From an ethical and scalability perspective, the FL framework provides intrinsic advantages by preserving privacy data remains anonymized and local to each participating institution, and all communications are encrypted during model synchronization. This structure aligns with data protection regulations such as GDPR and HIPAA and supports responsible AI deployment. However, large-scale clinical adoption still faces challenges related to heterogeneous hardware, asynchronous participation, communication overhead, and the need for robust, secure aggregation mechanisms at scale.

Final assessment

The overall findings confirm that FL constitutes a practical and effective framework for medical applications, enabling collaborative model development without compromising patient privacy. Despite being trained on smaller, decentralized datasets, the federated model achieved performance levels comparable to the centralized configuration and even surpassed it in key diagnostic aspects such as recall (0.7619 vs. 0.6667) and ROC AUC (0.9321 vs. 0.9251). These improvements suggest that FL can enhance the detection of melanoma cases in distributed clinical environments, which is especially relevant for early-stage screening where sensitivity is critical.

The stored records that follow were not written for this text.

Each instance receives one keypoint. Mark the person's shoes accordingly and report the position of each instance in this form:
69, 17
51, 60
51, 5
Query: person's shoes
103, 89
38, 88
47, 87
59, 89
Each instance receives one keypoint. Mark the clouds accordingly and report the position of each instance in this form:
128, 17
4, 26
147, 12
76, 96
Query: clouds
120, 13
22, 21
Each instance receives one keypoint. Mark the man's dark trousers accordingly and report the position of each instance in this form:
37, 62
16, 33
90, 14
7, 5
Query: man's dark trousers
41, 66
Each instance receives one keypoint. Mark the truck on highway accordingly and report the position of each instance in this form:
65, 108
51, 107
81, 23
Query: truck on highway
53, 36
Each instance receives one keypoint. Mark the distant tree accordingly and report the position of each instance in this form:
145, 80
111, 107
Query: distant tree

Beyond numerical performance, the study demonstrates that FL provides a viable balance between diagnostic accuracy and data protection. By maintaining local data ownership and employing encrypted communication, the approach aligns with privacy regulations (e.g., GDPR and HIPAA) while supporting scalable multi-institutional collaboration. This makes FL a promising pathway for the development of trustworthy AI systems in healthcare, capable of leveraging diverse sources of medical data without breaching confidentiality.

Conclusion

This research work presents an AI-based system for melanoma detection, integrating a convolutional neural network, an FL framework, and an intuitive web application for clinical use. The proposed model demonstrated strong performance in distinguishing between melanoma and non-melanoma lesions, with a particular emphasis on recall to support early detection in clinical screenings. Compared to the centralized model, the federated approach increased recall from 0.6667 to 0.7619 (+9.5%) and reduced false negatives from 7 to 5 cases, as reflected in the confusion matrices. This means the FL model correctly identified two additional melanoma cases per 200 screened images, providing greater sensitivity while maintaining balanced performance.

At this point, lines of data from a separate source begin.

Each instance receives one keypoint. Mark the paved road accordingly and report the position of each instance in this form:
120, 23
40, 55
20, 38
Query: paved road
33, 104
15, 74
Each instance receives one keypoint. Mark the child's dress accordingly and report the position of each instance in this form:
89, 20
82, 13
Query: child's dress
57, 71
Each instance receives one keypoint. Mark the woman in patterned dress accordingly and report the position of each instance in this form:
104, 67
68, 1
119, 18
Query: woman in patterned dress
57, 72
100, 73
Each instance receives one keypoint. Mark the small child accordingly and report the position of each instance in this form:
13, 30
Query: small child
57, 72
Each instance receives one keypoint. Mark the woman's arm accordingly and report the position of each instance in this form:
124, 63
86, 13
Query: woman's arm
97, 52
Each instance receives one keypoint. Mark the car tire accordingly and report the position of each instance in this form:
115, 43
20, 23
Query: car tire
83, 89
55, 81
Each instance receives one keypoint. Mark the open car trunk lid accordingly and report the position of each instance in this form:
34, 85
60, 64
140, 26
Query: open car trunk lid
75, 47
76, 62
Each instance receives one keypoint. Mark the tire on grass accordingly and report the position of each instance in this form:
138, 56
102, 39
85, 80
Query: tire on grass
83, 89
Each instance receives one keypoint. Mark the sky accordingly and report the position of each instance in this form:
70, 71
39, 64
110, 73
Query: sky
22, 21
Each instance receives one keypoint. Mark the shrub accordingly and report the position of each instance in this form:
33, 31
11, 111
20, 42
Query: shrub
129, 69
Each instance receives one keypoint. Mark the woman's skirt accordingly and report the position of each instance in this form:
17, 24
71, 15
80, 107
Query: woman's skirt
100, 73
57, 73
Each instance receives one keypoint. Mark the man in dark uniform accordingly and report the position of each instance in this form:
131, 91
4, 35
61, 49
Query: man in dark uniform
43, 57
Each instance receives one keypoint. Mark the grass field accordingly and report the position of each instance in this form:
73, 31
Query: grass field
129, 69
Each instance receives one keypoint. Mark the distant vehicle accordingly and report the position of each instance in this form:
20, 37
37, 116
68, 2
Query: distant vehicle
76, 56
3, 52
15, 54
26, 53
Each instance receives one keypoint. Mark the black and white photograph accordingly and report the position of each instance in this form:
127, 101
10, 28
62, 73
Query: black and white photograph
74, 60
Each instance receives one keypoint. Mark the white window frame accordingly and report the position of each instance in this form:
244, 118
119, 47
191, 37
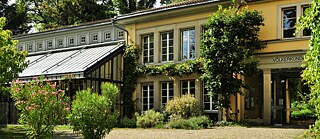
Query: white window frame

The implementation of FL proved to be a viable strategy for training robust AI models across decentralized datasets, achieving results comparable to centralized learning while preserving patient privacy. Although the federated model slightly reduced specificity (0.872 vs. 0.942) due to an increase in false positives, it achieved a slightly higher ROC AUC of 0.9321 compared to 0.9251 for the centralized model. This improvement indicates that the model preserved and even enhanced its overall discriminative capacity between malignant and non-malignant lesions, despite variations in operating thresholds. The web and API components further enhanced usability and adaptability, providing healthcare professionals with secure access to diagnostic tools.

Future work will focus on expanding the dataset to include more diverse skin tones and demographic groups, and on integrating multimodal data such as dermoscopic and clinical images, patient history, and genetic risk factors to enhance diagnostic precision. In addition, prospective clinical trials will be conducted to validate the system’s real-world performance, usability, and its impact on early melanoma detection and workflow efficiency in dermatology practice. Furthermore will also focus on analyzing possible security vulnerabilities in the FL framework and implementing mechanisms to enhance data protection during model aggregation.